Jun 212014

I haven’t posted for a while, I hope to change it these days:)

I am continuing working on amazing project about scientific knowledge conceptualisation. The first step on the way to reach nirvana with my project is to create a methodology for ontology creation ( aka __repr__ of the knowledge base). Talking about knowledge base and its construction will clearly lead to the problem of disambiguation and necessity of removing duplicates in the knowledge base.

Obviously, construction of the ontology expects the presence of different sources as possible input, e.g., different classifications, glossaries, concepts from various papers. All those sources might produce equivalent concepts but represent/name them differently.

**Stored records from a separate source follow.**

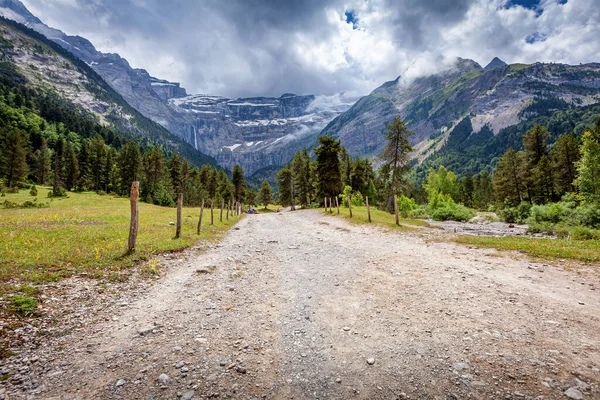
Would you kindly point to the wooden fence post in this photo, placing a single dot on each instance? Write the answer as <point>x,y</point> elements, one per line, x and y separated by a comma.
<point>179,206</point>
<point>350,206</point>
<point>222,206</point>
<point>396,210</point>
<point>133,225</point>
<point>200,219</point>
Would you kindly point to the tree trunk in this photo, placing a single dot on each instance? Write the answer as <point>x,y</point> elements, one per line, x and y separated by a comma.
<point>396,210</point>
<point>350,206</point>
<point>222,206</point>
<point>200,219</point>
<point>133,226</point>
<point>179,207</point>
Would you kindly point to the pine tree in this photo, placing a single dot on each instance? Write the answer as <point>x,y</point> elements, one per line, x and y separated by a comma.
<point>265,195</point>
<point>154,170</point>
<point>535,145</point>
<point>71,168</point>
<point>225,186</point>
<point>302,176</point>
<point>13,159</point>
<point>509,180</point>
<point>345,167</point>
<point>174,166</point>
<point>43,164</point>
<point>98,162</point>
<point>237,178</point>
<point>396,157</point>
<point>111,177</point>
<point>588,167</point>
<point>544,181</point>
<point>483,191</point>
<point>536,149</point>
<point>565,155</point>
<point>57,184</point>
<point>130,162</point>
<point>285,183</point>
<point>359,178</point>
<point>85,166</point>
<point>251,196</point>
<point>329,179</point>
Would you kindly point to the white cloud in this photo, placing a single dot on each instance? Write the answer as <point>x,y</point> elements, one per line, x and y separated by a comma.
<point>237,48</point>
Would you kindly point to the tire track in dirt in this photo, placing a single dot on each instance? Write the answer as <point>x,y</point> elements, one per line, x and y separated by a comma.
<point>302,305</point>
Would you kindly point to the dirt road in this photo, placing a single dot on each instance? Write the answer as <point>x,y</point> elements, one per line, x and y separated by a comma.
<point>302,305</point>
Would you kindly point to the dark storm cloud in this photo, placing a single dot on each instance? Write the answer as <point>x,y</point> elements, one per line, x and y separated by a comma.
<point>258,47</point>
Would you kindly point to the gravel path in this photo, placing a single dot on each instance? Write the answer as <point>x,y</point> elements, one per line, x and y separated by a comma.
<point>301,305</point>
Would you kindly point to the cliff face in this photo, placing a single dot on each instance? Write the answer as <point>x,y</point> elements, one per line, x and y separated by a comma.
<point>252,132</point>
<point>40,64</point>
<point>499,97</point>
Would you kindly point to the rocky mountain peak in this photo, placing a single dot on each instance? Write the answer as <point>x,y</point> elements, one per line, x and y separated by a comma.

Here, I would like to talk about the simplest approach to resolve disambiguations, misspelling various way to write the same thing – syntactic resolution. Conflicts resolution for multiple source of information on the syntactic level includes the following: detect whether two concepts are the same based on the syntactic structure of the aforementioned.

To tackle this problem, I’ve developed a tool for multiple sources duplicate deletion with human curation upon uncertain pairs of concepts. The tool works as follows:

  • Create an index over all possible words appearing in the concepts (with the following components: its name, its stemmed form, form without special symbols), aka inverted index but with pointers to the term in which the word appeared.
  • List of possible term candidates is created for every pair that is suspicious.
  • Each pair is scored according to the following criteria:
    • Number of equal words (lemmatised)
    • Order of the words, or how the position of words differs
    • Absence or presence of extra first or last word, as it might change the meaning a lot, e.g., Weather and Weather Model, Learning and Adaptive learning.
    • One of the things that is missing is synonyms check

Created set of terms is searched in the article’s corpora. Here, whole article text is normalised (lemmatised, simplified(w/o stop words) etc.) together with the terms in the initial seed. Each term occurrence in the article is detected and accumulated in the maps, e.g., {norm_term: [(doc, start_pos, end_pos, context), …]}

When the occurrences are retrieved the most related pairs are detected, simply by computing a weighted co-occurrence for a pair:

  • Each pair (a, b) can acquire a max of 1 weight in an article.
  • If a pair (a, b) appear in one sentence – the weight is increased by 1, else it is increased by a weight proportional to the distance between terms in the article.
  • Finally, each weight is computed as follows:
    • normalised by a min(count(a), count(b)) for accumulated weight that is smaller than this min
    • or else return 1

Here is a basic representation of the graph that will appear after applying the procedure above.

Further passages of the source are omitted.